TV Review Nugget: Nurse Jackie
My list of the best television dramas of all time reads like an HBO promo spot; I loved all aspects of The Wire, Six Feet Under, and The Sopranos, but since those ended (with the exception of True Blood) HBO has left me wanting more and badly. The network’s chief competition in the realm of premium cable original programming, Showtime, has tended to offer less expert, more salacious fare in the past with the exception of the deliciously quirky Weeds and The United States of Tara; the L Word, Californication, and Dexter lack the complexity of HBO’s banner shows and are more comparable to the intriguing but one-dimensional Oz. Fortunately, Showtime scores a big win with Nurse Jackie, premiering tonight on Showtime and also available online. The sharp writing and solid performances in this thirty-minute comedy/drama continues Showtime’s recent attempt to offer high quality award-winning level stuff, so much so that I just may subscribe to the network (or at least likewise hustle to make sure I catch every episode).
Defying the traditional soap-opera/blood-and-guts setting of hospital shows, Nurse Jackie has something up its sleeve from the start. The much-missed Edie Falco is Jackie Peyton, a character whose complexities are so well conveyed that I thought of neither Carmella Soprano nor ER a single time. By presenting Jackie’s daily highs (snorting Adderall for a pick-me up) and lows (forging a dead patient’s organ donor card), the show taunts viewer morality by refusing to let on which is supposed to be which. Jackie is a steely but warm, good but screwed up woman, whose motivations smooth over her questionable actions. Jackie has a professional desire to heal – as opposed to doctors who merely ‘diagnose.’ This theme runs heavily throughout the pilot but hopefully won’t be beaten to death every episode. Our understanding of why Jackie constantly crosses the line makes Nurse Jackie less of a dark comedy and more of a comedy that’s just messed up sometimes.
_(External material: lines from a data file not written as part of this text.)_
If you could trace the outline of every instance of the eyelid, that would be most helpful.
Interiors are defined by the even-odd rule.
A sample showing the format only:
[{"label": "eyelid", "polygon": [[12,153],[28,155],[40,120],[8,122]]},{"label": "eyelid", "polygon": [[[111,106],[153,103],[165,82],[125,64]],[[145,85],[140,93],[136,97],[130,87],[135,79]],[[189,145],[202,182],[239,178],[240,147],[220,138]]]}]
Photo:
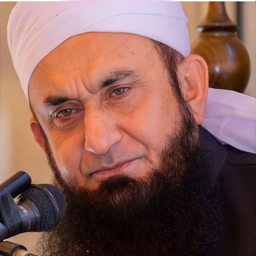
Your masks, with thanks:
[{"label": "eyelid", "polygon": [[115,90],[117,90],[118,89],[120,89],[120,88],[126,88],[126,89],[127,89],[127,90],[125,90],[125,91],[124,91],[124,93],[122,93],[121,94],[120,94],[119,95],[117,94],[116,95],[116,96],[121,96],[122,95],[123,95],[128,90],[129,90],[129,89],[130,89],[130,87],[127,87],[127,86],[119,86],[119,87],[118,87],[115,88],[114,90],[112,90],[111,93],[110,94],[110,96],[111,96],[111,95],[113,93]]},{"label": "eyelid", "polygon": [[[71,109],[71,110],[76,110],[76,111],[75,111],[75,112],[77,112],[78,111],[79,111],[80,110],[81,110],[83,109],[83,108],[81,107],[78,107],[77,105],[74,105],[73,104],[71,104],[70,105],[69,105],[68,106],[61,106],[58,107],[57,109],[55,110],[53,112],[51,113],[50,114],[50,115],[51,117],[51,118],[53,120],[55,119],[56,118],[64,118],[65,117],[57,117],[57,115],[60,113],[60,112],[61,112],[62,111],[63,111],[63,110],[65,110],[66,109]],[[71,115],[69,116],[67,116],[66,117],[68,117],[72,115],[72,114],[73,113],[72,113]]]}]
Every aspect of the pilot- from Jackie stealing from the rich in favor of the poor, to the juicy plot twist at the end – plays like real life in the gray areas.
Falco is supported by an equally enjoyable cast whose characters I look forward to learning. Highlights include Peter Schulze (best known as Father Intintola on The Sopranos) as Eddie, a pharmacist that Jackie sleeps with for drugs. Lebanese eye candy Haaz Sleiman, from last year’s sappy but slept-on film The Visitor, is Jackie’s GBF (Gay Best Friend), and the impeccable Anna Deavere Smith pops up as a hospital administrator. Edie Falco and Anna Deavere Smith on the small screen together is like a fresh cup of mint tea, so I would watch Nurse Jackie just for that. But I plan on making Nurse Jackie a favorite because it’s simply well done television; both the show and the character have a mean streak and a saintly streak, a combination that works impressively well.